Tressa left the Utah state prison in a daze Tuesday evening as it hit her that she would only have one more day with her father, who she credits as her most supportive parent after drug use drove a wedge between her and her mother. As the 27-year-old prepares to grieve her father, she's also grieving the life she could have had if his crimes hadn't trapped her family in a cycle of self-destruction and left them mourning the matriarch she believes could have kept them all in line.
Honie, one of six death row inmates in Utah, was convicted of aggravated murder for the July 1998 death of his girlfriend’s mother, Claudia Benn. He was 22 when he broke into Benn’s house in Cedar City, the tribal headquarters of the Paiute Indian Tribe of Utah, after a day of heavy drinking and drug use. He repeatedly slashed Benn's throat and stabbed other parts of her body. The judge who sentenced him to death also found that Honie had sexually abused one of Benn's grandchildren who was in the house with a then 2-year-old Tressa at the time of the murder.

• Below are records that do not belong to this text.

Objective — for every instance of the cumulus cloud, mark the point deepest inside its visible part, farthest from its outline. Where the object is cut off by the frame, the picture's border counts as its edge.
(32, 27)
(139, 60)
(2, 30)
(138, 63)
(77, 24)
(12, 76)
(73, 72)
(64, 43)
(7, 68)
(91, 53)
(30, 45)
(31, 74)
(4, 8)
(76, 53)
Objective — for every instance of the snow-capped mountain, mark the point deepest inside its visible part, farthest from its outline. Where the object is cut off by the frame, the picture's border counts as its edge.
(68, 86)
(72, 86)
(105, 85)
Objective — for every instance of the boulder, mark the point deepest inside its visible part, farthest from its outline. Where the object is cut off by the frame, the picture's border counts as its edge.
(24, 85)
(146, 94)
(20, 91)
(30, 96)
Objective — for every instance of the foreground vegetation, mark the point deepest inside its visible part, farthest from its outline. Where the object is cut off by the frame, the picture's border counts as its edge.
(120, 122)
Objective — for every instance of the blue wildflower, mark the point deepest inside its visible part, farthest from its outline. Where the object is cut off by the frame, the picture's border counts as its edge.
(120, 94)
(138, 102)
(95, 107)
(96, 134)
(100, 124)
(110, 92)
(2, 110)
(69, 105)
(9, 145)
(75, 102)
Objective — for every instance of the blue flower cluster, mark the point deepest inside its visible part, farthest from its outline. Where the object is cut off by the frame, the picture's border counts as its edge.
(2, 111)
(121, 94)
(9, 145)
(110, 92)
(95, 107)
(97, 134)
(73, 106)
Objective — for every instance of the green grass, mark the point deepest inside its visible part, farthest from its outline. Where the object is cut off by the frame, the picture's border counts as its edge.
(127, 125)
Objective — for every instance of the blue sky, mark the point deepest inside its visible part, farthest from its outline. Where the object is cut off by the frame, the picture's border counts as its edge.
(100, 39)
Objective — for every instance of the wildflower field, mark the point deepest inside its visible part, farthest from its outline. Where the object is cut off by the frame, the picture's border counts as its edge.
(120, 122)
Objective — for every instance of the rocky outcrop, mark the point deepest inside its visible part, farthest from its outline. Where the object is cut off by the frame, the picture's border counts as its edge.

Utah’s execution is scheduled to occur a few hours after one in Texas, where a man described by his lawyers as intellectually disabled was executed for strangling and trying to rape a woman who went jogging near her Houston home more than 27 years ago.
Honie, now 48, told Tressa he has come to terms with his fate, she said.
The father and daughter spent their final days talking about anything but his crimes, sharing early childhood memories and laughing about how neither has a favorite color. After years of resentment, she's ready to replace some of the anger she's held for her father with reminders of his humanity.
But their meetings haven't always been so cordial. Tressa grew up knowing her father was behind bars but didn't know why until she approached him at 14, looking for answers. Honie struggled to look at her as he explained some of what he had done and told her where she could find the court records, she recalled.
“When I did find out fully why he was in prison or on death row, I thought, ‘Well, maybe if I wasn’t born, this wouldn't have happened,'” Tressa said. “I did kind of blame myself. I didn't know how to cope.”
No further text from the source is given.